Said information acquisition module specifically comprises:
Second information acquisition unit, the information that is used for the said first information is concentrated sorts by the matching degree of itself and said key word from low to high, when said first information collection is SQ={sq 0, sq 1, sq 2,, sq m, m is that information that the said first information is concentrated is when counting, then according to rq x=sq yObtain the information of at least two semantic type presupposed information quantity; Wherein,
Figure BDA0000055844560000041
A=log NM, N are presupposed information quantity, rq xFor pressing
Figure BDA0000055844560000042
Information after in SQ, obtaining.
Said information sending module specifically comprises:
The key word sequencing unit is used for the matching degree of said information by itself and said key word sorted from high to low;
Information transmitting unit is used for the information after the ordering is sent to the user in order successively.

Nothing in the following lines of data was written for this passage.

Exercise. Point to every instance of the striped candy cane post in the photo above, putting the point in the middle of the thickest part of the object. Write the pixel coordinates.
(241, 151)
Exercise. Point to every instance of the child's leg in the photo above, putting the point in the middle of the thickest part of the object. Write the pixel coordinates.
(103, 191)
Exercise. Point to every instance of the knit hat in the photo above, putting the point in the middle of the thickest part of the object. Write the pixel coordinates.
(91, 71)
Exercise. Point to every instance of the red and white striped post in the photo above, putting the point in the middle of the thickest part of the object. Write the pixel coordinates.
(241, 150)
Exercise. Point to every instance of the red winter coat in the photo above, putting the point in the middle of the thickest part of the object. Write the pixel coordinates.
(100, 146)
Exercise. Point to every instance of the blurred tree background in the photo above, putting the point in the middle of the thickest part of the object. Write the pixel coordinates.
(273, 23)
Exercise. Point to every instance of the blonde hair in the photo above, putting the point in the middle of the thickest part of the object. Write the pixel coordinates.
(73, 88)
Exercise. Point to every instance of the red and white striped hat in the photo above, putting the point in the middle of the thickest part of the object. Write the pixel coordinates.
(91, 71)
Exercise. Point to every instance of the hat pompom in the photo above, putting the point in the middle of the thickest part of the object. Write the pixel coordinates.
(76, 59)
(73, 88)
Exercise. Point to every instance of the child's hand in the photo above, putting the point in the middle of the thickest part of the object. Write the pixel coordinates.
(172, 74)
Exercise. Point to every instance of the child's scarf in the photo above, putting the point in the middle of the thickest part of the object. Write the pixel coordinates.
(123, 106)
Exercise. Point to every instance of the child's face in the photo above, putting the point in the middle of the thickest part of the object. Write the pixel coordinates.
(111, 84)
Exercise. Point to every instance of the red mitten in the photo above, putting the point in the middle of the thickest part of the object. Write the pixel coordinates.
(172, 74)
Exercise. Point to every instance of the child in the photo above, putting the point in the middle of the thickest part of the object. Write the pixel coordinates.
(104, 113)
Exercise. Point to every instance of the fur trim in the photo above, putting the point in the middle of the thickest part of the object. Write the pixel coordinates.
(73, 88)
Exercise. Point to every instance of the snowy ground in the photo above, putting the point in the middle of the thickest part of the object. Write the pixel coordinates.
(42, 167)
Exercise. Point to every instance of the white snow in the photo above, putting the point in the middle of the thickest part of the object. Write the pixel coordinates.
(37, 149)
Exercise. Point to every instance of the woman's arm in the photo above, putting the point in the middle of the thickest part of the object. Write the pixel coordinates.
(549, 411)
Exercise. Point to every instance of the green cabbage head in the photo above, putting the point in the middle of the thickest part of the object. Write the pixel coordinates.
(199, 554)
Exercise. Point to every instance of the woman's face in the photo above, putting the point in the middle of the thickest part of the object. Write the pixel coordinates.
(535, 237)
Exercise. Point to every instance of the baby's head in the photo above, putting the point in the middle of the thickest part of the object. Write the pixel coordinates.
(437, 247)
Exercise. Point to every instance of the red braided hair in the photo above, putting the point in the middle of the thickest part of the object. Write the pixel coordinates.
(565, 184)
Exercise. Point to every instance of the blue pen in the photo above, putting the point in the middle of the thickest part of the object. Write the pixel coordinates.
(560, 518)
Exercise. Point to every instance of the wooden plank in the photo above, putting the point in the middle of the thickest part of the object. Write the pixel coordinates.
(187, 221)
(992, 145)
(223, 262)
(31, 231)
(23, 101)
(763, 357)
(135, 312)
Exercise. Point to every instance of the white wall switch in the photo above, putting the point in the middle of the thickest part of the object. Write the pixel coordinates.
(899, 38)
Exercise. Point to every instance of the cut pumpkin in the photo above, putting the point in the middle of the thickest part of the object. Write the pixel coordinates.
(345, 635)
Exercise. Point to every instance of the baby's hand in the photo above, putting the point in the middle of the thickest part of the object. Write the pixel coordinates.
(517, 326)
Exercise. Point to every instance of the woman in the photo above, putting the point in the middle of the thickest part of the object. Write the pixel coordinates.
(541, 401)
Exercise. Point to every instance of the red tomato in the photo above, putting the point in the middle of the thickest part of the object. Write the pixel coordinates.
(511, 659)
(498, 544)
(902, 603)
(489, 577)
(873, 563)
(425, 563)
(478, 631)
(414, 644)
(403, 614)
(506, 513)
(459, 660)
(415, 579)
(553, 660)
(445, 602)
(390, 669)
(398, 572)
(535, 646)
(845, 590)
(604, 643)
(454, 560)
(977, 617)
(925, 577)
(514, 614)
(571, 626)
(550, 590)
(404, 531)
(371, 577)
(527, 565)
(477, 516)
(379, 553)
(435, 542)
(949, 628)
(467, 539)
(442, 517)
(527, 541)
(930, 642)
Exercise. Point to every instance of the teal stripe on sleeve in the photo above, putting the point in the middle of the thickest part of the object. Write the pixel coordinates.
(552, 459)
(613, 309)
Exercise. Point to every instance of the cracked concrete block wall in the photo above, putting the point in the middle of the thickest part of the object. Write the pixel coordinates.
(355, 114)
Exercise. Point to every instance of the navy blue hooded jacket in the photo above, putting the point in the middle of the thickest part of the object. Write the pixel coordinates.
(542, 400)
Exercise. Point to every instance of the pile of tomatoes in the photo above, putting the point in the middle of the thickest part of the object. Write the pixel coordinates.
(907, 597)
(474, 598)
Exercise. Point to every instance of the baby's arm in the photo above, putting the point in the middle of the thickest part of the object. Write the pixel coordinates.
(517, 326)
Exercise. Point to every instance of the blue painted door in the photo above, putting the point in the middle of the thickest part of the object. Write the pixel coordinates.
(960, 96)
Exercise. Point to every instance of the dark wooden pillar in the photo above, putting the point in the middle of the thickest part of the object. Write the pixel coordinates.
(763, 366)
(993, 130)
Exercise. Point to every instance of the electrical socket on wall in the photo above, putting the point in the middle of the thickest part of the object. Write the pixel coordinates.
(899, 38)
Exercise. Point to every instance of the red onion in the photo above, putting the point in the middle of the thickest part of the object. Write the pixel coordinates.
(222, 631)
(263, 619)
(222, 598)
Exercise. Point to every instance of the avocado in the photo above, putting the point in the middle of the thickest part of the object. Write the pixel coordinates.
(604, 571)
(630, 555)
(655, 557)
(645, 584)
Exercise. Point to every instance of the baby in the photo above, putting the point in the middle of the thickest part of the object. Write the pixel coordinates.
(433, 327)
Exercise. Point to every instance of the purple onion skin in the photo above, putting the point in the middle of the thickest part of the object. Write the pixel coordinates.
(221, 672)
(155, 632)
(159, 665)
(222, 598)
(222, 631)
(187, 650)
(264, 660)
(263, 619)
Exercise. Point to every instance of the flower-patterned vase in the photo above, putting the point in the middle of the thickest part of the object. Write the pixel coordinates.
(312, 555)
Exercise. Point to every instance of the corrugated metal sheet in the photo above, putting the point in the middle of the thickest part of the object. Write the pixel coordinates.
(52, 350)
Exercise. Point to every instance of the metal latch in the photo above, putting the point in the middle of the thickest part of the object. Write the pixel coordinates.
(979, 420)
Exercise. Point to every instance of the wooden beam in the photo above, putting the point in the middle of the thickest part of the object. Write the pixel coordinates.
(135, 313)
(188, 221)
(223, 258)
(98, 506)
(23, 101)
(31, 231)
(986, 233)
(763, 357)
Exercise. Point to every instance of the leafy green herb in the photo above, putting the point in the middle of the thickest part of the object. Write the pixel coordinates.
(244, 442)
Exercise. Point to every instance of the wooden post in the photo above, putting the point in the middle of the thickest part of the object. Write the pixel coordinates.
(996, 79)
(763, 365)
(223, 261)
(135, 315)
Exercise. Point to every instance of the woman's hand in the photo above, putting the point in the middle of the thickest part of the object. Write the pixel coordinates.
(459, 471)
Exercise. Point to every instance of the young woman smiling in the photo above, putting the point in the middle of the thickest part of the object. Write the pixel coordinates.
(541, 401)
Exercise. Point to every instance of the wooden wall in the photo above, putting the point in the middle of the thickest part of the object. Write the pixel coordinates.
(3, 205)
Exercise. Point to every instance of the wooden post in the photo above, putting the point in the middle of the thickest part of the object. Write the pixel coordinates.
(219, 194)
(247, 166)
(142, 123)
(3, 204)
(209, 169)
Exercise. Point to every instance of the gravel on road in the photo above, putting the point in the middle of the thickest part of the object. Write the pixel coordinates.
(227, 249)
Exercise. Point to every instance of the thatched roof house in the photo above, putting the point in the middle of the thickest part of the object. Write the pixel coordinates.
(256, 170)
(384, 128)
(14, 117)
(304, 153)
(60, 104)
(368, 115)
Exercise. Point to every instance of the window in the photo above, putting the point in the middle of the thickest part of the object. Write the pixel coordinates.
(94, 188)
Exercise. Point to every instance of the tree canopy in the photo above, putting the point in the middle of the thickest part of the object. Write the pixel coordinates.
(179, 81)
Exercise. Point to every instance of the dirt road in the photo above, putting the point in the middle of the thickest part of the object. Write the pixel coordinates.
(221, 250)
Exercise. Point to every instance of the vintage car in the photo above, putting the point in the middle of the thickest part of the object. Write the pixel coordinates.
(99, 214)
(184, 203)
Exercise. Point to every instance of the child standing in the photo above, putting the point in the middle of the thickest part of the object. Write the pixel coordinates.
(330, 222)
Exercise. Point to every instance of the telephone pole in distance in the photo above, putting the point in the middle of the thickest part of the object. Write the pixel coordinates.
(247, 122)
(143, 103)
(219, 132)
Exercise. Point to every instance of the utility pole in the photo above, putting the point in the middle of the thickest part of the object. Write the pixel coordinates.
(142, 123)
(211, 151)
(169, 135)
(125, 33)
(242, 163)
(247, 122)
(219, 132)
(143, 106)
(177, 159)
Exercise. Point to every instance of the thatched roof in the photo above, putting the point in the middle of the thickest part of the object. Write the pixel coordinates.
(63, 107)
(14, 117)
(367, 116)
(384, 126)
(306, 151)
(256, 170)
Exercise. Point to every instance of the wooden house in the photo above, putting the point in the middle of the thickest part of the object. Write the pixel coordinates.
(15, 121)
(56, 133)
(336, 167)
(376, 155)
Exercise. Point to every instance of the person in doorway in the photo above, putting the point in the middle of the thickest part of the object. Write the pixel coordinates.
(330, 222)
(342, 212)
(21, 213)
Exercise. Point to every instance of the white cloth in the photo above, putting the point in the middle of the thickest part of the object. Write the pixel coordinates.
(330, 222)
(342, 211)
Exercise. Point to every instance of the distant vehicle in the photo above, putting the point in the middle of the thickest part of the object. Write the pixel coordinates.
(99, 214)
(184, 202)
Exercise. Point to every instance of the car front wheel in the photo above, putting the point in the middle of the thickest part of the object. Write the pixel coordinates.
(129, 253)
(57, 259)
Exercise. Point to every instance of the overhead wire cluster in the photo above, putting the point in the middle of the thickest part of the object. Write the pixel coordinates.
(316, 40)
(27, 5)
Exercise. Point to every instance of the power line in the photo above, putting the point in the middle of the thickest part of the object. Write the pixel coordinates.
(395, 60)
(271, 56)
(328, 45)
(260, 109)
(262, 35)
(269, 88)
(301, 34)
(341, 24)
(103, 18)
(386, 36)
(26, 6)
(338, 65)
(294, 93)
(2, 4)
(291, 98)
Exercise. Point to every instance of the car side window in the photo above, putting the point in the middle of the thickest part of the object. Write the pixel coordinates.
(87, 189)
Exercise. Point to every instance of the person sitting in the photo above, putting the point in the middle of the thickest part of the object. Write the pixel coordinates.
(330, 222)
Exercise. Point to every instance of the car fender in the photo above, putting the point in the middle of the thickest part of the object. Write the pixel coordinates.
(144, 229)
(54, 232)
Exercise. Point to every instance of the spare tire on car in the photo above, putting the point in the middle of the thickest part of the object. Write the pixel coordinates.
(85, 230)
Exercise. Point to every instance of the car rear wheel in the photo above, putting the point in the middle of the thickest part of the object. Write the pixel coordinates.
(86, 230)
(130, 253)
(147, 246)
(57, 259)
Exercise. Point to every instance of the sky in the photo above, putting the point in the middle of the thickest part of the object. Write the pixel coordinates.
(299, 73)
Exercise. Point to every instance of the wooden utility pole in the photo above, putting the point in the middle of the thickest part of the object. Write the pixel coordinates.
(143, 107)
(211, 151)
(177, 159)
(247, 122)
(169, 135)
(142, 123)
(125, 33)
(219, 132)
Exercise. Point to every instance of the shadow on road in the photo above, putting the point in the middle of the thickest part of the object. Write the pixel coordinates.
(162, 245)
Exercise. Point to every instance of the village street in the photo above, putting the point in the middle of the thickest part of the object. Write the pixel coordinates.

The embodiment of the invention; With the information of the keyword matching of user input in, obtain at least two semantic type information, for the user provides the information with the key word correlation type; Thereby need not the user and re-enter the key word relevant with this key word; Can obtain relevant information, reduce user's operation, improve user experience.
Description of drawings
Fig. 1 is the method flow diagram of the information of obtaining that provides of the embodiment of the invention 1;
Fig. 2 is the method flow diagram of the information of obtaining that provides of the embodiment of the invention 2;
Fig. 3 is the method flow diagram of the information of obtaining that provides of the embodiment of the invention 3;
Fig. 4 is the method flow diagram of the information of obtaining that provides of the embodiment of the invention 4;
Fig. 5 is the device synoptic diagram of the information of obtaining that provides of the embodiment of the invention 5;
Fig. 6 is the device synoptic diagram of the information of obtaining that provides of the embodiment of the invention 6;
Fig. 7 is the device synoptic diagram of the information of obtaining that provides of the embodiment of the invention 7;
Fig. 8 is the device synoptic diagram of the information of obtaining that provides of the embodiment of the invention 8.
Embodiment
For making the object of the invention, technical scheme and advantage clearer, embodiment of the present invention is done to describe in detail further below in conjunction with accompanying drawing.
Embodiment 1
As shown in Figure 1, the embodiment of the invention provides a kind of method of obtaining information, and said method comprises:
S101: the key word that obtains user's input;
S102:, obtain first information collection with said key word content match according to the preset keyword matching condition;
S103: when said first information collection comprises at least two semantic type, and the information content concentrated of the said first information obtains the information of at least two semantic type presupposed information quantity during greater than presupposed information quantity, and said information is sent to the user.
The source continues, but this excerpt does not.